Wyszłam wycierając się ręcznikiem, podeszłam do lustra i spojrzałam na swoje odbicie. Moje oczy błyszczały, jak nigdy dotąd, a moja twarz wydawała się zupełnie inna. Na mojej szyi widniało kilka krwistych śladów zrobionych przez mojego chłopaka? Tak, zdecydowanie. Ubrałam się raz dwa w rozciągnięty sweter, czarne legginsy. Chwyciłam za kosmetyczkę i wyciągnęłam z niej eyeliner, tusz do rzęs, i czerwoną pomadkę. Pomalowałam się  i wyszłam.

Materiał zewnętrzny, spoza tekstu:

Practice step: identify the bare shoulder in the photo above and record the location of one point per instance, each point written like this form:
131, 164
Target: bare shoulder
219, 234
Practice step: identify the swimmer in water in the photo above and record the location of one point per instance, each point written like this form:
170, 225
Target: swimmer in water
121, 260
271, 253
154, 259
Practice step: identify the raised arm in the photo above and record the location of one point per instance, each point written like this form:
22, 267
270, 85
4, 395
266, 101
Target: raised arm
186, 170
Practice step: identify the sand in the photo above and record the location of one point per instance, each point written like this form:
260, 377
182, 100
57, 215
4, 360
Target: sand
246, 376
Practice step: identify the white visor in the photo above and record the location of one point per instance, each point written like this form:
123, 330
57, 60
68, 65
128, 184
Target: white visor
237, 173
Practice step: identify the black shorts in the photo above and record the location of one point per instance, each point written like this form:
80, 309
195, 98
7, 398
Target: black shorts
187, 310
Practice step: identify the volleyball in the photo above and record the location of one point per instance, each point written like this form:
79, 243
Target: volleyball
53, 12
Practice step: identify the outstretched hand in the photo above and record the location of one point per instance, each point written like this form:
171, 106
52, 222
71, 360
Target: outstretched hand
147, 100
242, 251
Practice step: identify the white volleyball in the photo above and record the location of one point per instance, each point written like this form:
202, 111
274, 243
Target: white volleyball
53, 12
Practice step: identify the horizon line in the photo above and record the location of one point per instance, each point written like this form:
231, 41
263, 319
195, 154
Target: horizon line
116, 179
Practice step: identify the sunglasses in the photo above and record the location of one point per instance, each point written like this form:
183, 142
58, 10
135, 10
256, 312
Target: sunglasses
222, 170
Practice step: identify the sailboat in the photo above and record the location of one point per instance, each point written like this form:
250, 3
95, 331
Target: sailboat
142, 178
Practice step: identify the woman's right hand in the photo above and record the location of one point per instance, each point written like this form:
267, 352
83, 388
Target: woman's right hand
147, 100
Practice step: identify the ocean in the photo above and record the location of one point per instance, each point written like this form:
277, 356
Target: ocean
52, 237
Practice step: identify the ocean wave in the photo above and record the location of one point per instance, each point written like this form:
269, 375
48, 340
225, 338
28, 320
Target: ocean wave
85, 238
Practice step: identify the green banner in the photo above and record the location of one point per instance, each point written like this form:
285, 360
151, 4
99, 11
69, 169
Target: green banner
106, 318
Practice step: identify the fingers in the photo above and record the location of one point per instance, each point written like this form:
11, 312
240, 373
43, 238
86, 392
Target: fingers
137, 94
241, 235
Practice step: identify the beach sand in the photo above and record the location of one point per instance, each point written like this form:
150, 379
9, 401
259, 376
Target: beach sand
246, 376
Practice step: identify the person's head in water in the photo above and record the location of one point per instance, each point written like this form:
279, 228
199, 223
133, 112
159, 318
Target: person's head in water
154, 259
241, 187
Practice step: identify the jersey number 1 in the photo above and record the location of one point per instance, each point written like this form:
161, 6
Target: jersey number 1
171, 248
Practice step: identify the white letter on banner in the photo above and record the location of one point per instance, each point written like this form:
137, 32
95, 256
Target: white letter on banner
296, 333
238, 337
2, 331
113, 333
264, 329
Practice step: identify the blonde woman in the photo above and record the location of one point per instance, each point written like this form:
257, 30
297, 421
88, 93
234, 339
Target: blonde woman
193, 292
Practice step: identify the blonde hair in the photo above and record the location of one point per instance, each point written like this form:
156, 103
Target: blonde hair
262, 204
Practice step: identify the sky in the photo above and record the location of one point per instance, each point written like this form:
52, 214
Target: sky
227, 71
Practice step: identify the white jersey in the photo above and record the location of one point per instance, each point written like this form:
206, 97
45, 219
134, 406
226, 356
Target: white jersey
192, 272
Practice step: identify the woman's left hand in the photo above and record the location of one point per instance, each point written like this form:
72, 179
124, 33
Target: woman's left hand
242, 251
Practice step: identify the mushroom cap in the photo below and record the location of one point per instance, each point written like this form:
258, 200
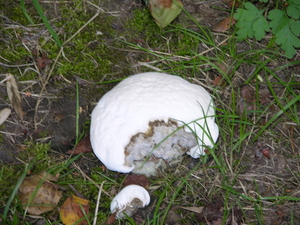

Od razu zobaczyłam, jak Tomlinson kręci tym swoim seksownym tyłkiem w pokoju nucąc sobie coś przy tym. Wzniosłam oczy ku niebu kręcąc z niedowierzaniem głową. Podszedł do swojej torby, którą ze sobą przyniósł i zaczął z niej wykładać ostrożnie jakieś ubranie w czarnej foli. Zrobiłam krok bliżej, by go lepiej widzieć. Odpiął zamek i wyciągnął powoli. Moim oczom ukazał się czarny dres z zielonymi paskami po bokach, a z przodu miał znaczek klubu pod spodem była czarna bluzka z, a na niej pisało Yorkshire Tea i także czarne spodenki. Na podłodze stały korki w kolorze również czarnym. Wziął wszystko na ręce i odwrócił się, a kiedy mnie zobaczył na jego twarzy pojawił się jeszcze większy uśmiech niż miał do tej pory na twarzy. Wyminął mnie całując przy okazji w policzek i znów wlazł do łazienki. Spojrzałam na zegarek, który stał na szafce. 11:30 Chyba pójdę odwiedzić Drew. Ubrałam na nogi swoje vansy i usiadłam na łóżku czekając aż Lou wyjdzie. Czas mijał, a go jeszcze nie było, więc zaczęłam tupać nerwowo nogą.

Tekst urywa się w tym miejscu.